Correlation Between Wrapped EETH and ANT
Can any of the company-specific risk be diversified away by investing in both Wrapped EETH and ANT at the same time? Although using a correlation coefficient on its own may not help to predict future stock returns, this module helps to understand the diversifiable risk of combining Wrapped EETH and ANT into the same portfolio, which is an essential part of the fundamental portfolio management process.
By analyzing existing cross correlation between Wrapped eETH and ANT, you can compare the effects of market volatilities on Wrapped EETH and ANT and check how they will diversify away market risk if combined in the same portfolio for a given time horizon. You can also utilize pair trading strategies of matching a long position in Wrapped EETH with a short position of ANT. Check out your portfolio center. Please also check ongoing floating volatility patterns of Wrapped EETH and ANT.
Diversification Opportunities for Wrapped EETH and ANT
-0.55 | Correlation Coefficient |
Excellent diversification
The 3 months correlation between Wrapped and ANT is -0.55. Overlapping area represents the amount of risk that can be diversified away by holding Wrapped eETH and ANT in the same portfolio, assuming nothing else is changed. The correlation between historical prices or returns on ANT and Wrapped EETH is a relative statistical measure of the degree to which these equity instruments tend to move together. The correlation coefficient measures the extent to which returns on Wrapped eETH are associated (or correlated) with ANT. Values of the correlation coefficient range from -1 to +1, where. The correlation of zero (0) is possible when the price movement of ANT has no effect on the direction of Wrapped EETH i.e., Wrapped EETH and ANT go up and down completely randomly.

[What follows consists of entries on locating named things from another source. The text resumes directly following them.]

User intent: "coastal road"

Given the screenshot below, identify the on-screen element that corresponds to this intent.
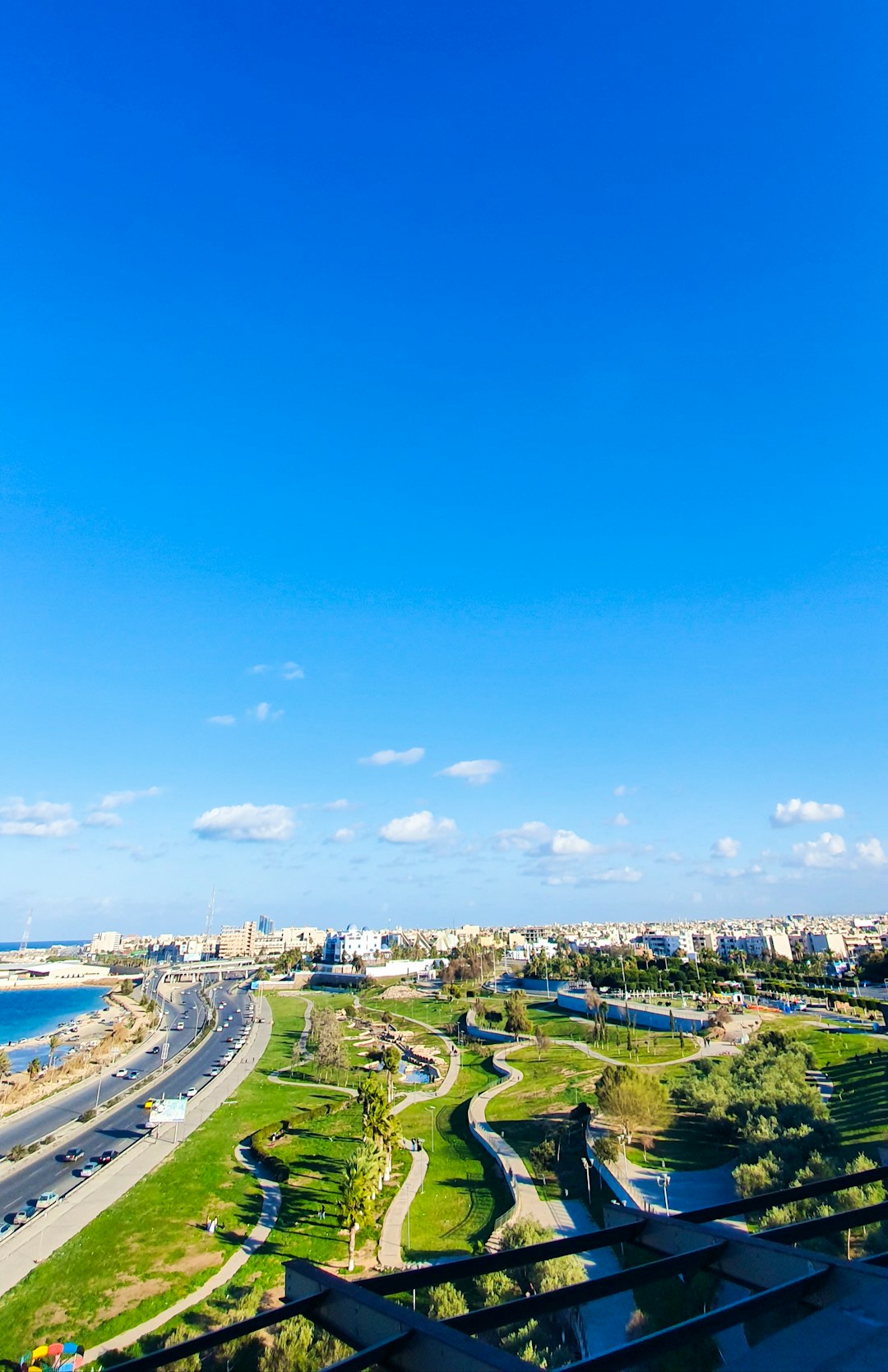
[0,980,206,1157]
[0,981,251,1229]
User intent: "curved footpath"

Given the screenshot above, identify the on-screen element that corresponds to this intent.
[379,1015,460,1268]
[468,1044,636,1356]
[84,1143,280,1362]
[0,1001,272,1296]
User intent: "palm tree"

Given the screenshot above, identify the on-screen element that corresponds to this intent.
[363,1097,398,1191]
[339,1144,379,1272]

Pair Corralation between Wrapped EETH and ANT
Assuming the 90 days trading horizon Wrapped EETH is expected to generate 29.91 times less return on investment than ANT. But when comparing it to its historical volatility, Wrapped eETH is 4.25 times less risky than ANT. It trades about 0.01 of its potential returns per unit of risk. ANT is currently generating about 0.1 of returns per unit of risk over similar time horizon. If you would invest 128.00 in ANT on October 25, 2024 and sell it today you would earn a total of 19.00 from holding ANT or generate 14.84% return on investment over 90 days.
Time Period | 3 Months [change] |
Direction | Moves Against |
Strength | Very Weak |
Accuracy | 100.0% |
Values | Daily Returns |
Wrapped eETH vs. ANT
Performance |
Timeline |
Wrapped eETH |
ANT |
Wrapped EETH and ANT Volatility Contrast
Predicted Return Density |
Returns |
Pair Trading with Wrapped EETH and ANT
The main advantage of trading using opposite Wrapped EETH and ANT positions is that it hedges away some unsystematic risk. Because of two separate transactions, even if Wrapped EETH position performs unexpectedly, ANT can make up some of the losses. Pair trading also minimizes risk from directional movements in the market. For example, if an entire industry or sector drops because of unexpected headlines, the short position in ANT will offset losses from the drop in ANT's long position.Wrapped EETH vs. Wrapped Beacon ETH | Wrapped EETH vs. Staked Ether | Wrapped EETH vs. Phala Network | Wrapped EETH vs. EigenLayer |
Check out your portfolio center.Note that this page's information should be used as a complementary analysis to find the right mix of equity instruments to add to your existing portfolios or create a brand new portfolio. You can also try the Risk-Return Analysis module to view associations between returns expected from investment and the risk you assume.